CPI "Not as Hot" As Wall Street Expected, Crude Oil's Impact on Fixed Income
Why It Matters
The CPI outcome and its oil‑driven component signal that inflation pressures may linger, keeping Treasury yields high and prompting a shift toward higher‑quality, shorter‑duration fixed‑income positions.
Key Takeaways
- •CPI rose 0.9% MoM, driven by higher oil and gasoline.
- •Core inflation improved, staying below expectations, suggesting moderation.
- •Ten-year Treasury yields rose ~1.5 bps, market sees price baked in.
- •Elevated term premium and government spending keep long‑term yields high.
- •Investors advised to shift toward investment‑grade credit and six‑year duration.
Summary
The show opened with Schwab’s fixed‑income strategist Cooper Howard dissecting this morning’s CPI release, noting that headline inflation jumped 0.9% month‑over‑month, largely on surging oil and a 21% rise in gasoline prices, while core inflation showed modest improvement.
Because the headline figure matched market expectations, Treasury ten‑year yields only inched up about 1.5 basis points. Howard highlighted that the term premium remains elevated and that hefty government spending to fund the war effort is adding pressure on long‑dated yields, even if the core inflation trend appears to be moderating.

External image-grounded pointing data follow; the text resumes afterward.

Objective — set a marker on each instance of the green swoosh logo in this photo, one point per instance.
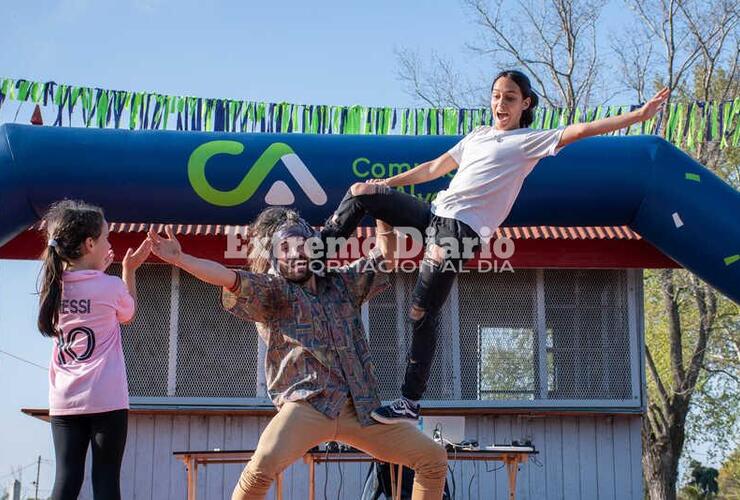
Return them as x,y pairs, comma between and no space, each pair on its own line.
248,185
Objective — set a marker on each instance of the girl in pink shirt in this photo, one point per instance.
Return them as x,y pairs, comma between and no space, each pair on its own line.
82,308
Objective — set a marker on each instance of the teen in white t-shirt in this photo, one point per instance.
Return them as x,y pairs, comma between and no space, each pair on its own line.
492,164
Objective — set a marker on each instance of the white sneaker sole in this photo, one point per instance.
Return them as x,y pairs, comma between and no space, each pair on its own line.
392,421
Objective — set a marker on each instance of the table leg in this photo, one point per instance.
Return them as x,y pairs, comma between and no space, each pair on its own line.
192,465
311,479
400,482
512,467
393,482
279,487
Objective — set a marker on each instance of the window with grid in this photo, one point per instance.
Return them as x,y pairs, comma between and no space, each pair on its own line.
531,337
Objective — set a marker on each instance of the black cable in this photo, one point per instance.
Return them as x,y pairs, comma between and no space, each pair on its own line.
341,479
326,470
470,484
495,468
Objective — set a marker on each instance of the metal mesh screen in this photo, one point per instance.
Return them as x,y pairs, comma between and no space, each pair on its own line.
216,352
588,340
146,339
503,338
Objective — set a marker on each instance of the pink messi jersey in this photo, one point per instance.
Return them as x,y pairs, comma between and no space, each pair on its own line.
88,371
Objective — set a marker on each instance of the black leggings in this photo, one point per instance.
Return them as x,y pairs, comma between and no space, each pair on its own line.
435,279
72,434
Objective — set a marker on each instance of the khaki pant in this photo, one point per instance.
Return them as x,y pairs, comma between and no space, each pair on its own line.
298,427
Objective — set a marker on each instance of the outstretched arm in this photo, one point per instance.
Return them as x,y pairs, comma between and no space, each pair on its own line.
424,172
582,130
169,250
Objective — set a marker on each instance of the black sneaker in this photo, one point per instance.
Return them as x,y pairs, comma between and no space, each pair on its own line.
401,410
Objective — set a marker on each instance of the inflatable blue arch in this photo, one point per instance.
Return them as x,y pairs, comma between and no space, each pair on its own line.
644,182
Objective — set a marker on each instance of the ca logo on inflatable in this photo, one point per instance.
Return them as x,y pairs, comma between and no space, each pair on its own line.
278,194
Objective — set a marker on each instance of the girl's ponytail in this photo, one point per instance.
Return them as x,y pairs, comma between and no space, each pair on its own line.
68,224
50,295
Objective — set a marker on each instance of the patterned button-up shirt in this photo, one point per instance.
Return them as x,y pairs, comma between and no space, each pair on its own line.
316,346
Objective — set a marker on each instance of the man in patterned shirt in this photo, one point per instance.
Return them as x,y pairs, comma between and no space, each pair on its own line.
318,367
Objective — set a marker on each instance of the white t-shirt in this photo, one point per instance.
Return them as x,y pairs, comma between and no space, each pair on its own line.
492,167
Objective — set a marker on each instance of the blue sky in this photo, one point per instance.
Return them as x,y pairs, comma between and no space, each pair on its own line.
320,52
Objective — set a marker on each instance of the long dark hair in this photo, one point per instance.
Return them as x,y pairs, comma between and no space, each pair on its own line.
261,232
68,224
522,81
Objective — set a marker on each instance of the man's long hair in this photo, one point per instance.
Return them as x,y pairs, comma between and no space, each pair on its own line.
260,236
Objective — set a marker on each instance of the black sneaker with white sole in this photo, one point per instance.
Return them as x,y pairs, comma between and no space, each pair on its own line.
401,410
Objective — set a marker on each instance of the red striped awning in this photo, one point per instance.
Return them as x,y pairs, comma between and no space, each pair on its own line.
514,233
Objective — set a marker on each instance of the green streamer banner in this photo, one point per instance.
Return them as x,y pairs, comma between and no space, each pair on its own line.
685,124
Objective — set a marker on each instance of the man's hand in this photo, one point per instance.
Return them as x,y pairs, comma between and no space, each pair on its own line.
135,258
651,108
168,249
384,182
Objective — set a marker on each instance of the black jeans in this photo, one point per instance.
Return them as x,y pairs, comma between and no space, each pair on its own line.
72,435
435,276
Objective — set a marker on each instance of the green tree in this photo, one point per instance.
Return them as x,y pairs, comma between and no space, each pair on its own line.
729,477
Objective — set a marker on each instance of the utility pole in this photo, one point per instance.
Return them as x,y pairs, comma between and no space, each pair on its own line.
38,470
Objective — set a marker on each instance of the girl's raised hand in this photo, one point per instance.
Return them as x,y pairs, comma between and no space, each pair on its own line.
377,181
168,249
650,108
108,259
135,258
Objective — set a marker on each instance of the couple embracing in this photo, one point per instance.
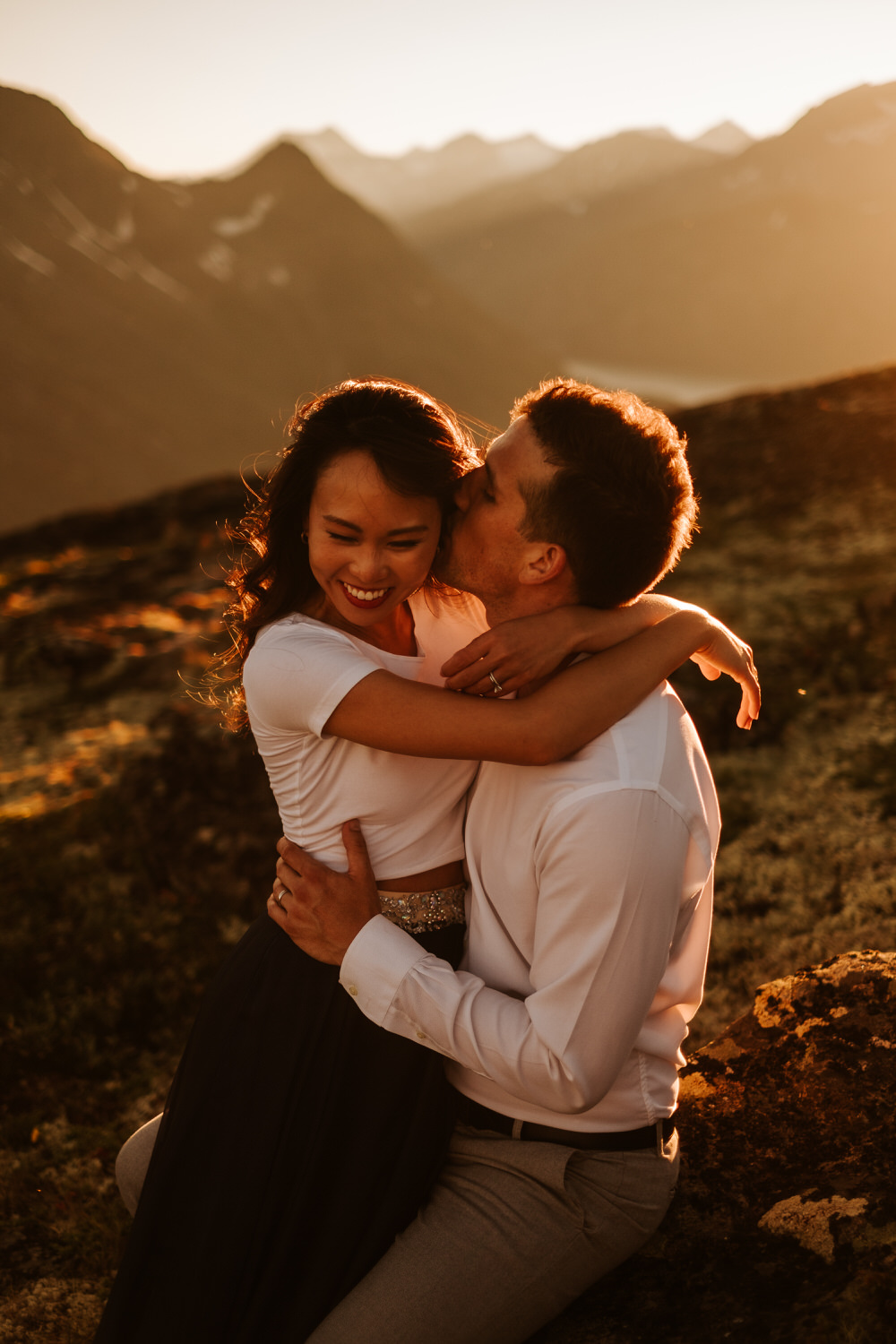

He quoted colleague Liz Ann Sonders: “good or bad doesn’t really matter, it’s better or worse that matters to the market,” and stressed that the duration of the Middle‑East conflict will dictate whether higher energy costs become a permanent inflationary drag.
For investors, Howard recommends tightening credit quality, focusing on investment‑grade corporates and municipals, and targeting a benchmark duration around six years—potentially via a laddered approach—to navigate the likely persistence of elevated long‑term yields.